The visceral start in the heyday of the Cultural Revolution's excesses sets the tone for a grim but engrossing thriller, with all the trademark appurtenances and tradecraft of the genre, but well updated - use of the 'dark net'.

British agent Trish Patterson is sent to Hong Kong to meet a key source, who is frantic that he is under threat because he has learned something he shouldn't, but before he can elaborate, they are forced to call off the meeting after men come on his trail. He later turns up dead in mysterious circumstances.

Meanwhile, journalist Philip Mangan, who was exposed as a British operative at the end of the first book and has consequently buried himself in Africa to protect himself, finds himself caught in a terror outrage in Addis Ababa. Soon approached by a shadowy Chinese operative, who first offers him information about those responsible for the attack, and then key bits of information about Chinese defence plans. Mangan is also invited to Southeast Asia so he can be given much more.

At the same time, the scion of a prominent Chinese family studying in Oxford, who disobeys diktats to keep away from a Chinese girl, from another prominent family, wonders what is the warning she is trying to give him.

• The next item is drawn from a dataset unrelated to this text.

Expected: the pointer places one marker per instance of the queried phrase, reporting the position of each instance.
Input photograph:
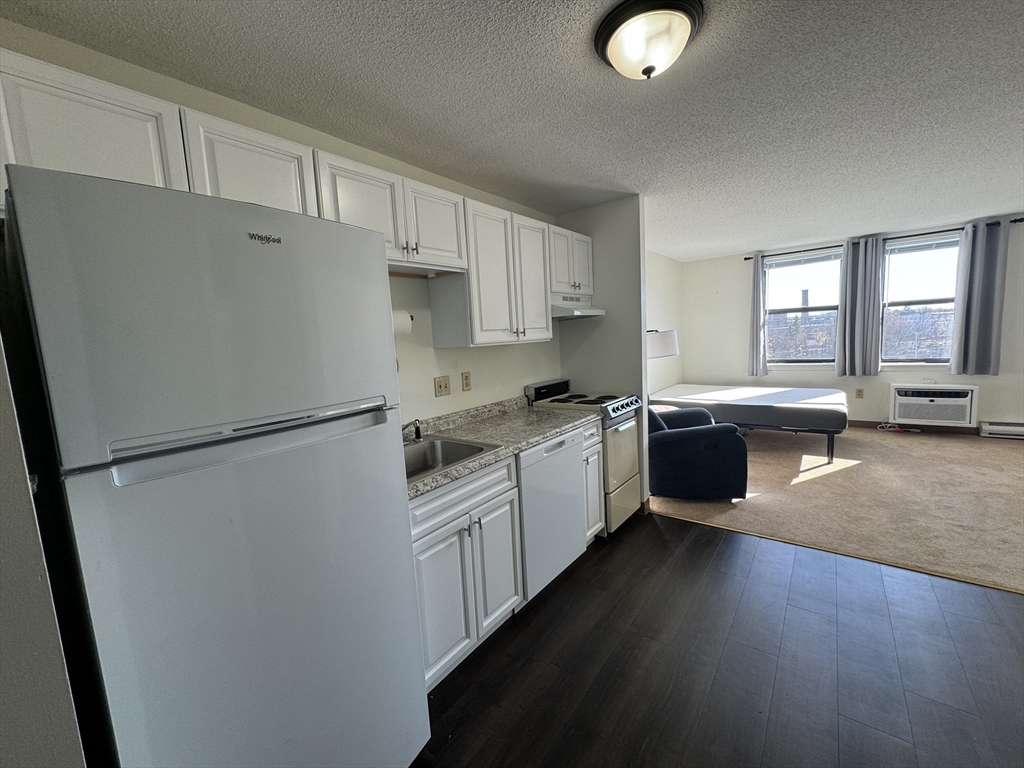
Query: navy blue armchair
(691, 457)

In the main story, a bit of inter-departmental wrangling and turf fights - in the best traditions of Le Carre - ends with Mangan being sent to meet his source in Thailand, with Patterson and two soldiers for protection. After a fair bit of adventure and an arduous, confined (hidden under deck) voyage on the Mekong, he reaches a strange resort, where he too late, finds what the real game is - and what his role is fated to be.

All these plot strands come together as China itself moves toward a massive factional conflict - and then resolve in disquieting denouement where every one - apart from the poor protagonists - prove to have to have an agenda of their own.

Brookes, now a BBC correspondent in Washington, was formerly its China correspondent and has made able use of his stint to not only evoke the sights and sounds of China, but also its less visible actions and developments, and faultlines. The African settings and situations are done as well too but what really lends it the right note, even though of bleak pessimism and cynicism, are the ethical dilemmas agents have to confront and how decisions are taken for them by those in a committee room far away, and the less than salutary considerations they may actually be based on.

But he also injects a lighter note sometimes - as when he tells us British intelligence share an important document with their American and major Commonwealth counterparts and then a "stripped-down version, scrubbed almost into invisibility, went to the European Union Situation Centre in Brussels".

Adept in providing cliff-hangers, Brookes ends it on one too. Anyone who likes the Le Carre mould over the James Bond variant should waste no time in picking this up - the first part is not essential to understanding or enjoying this.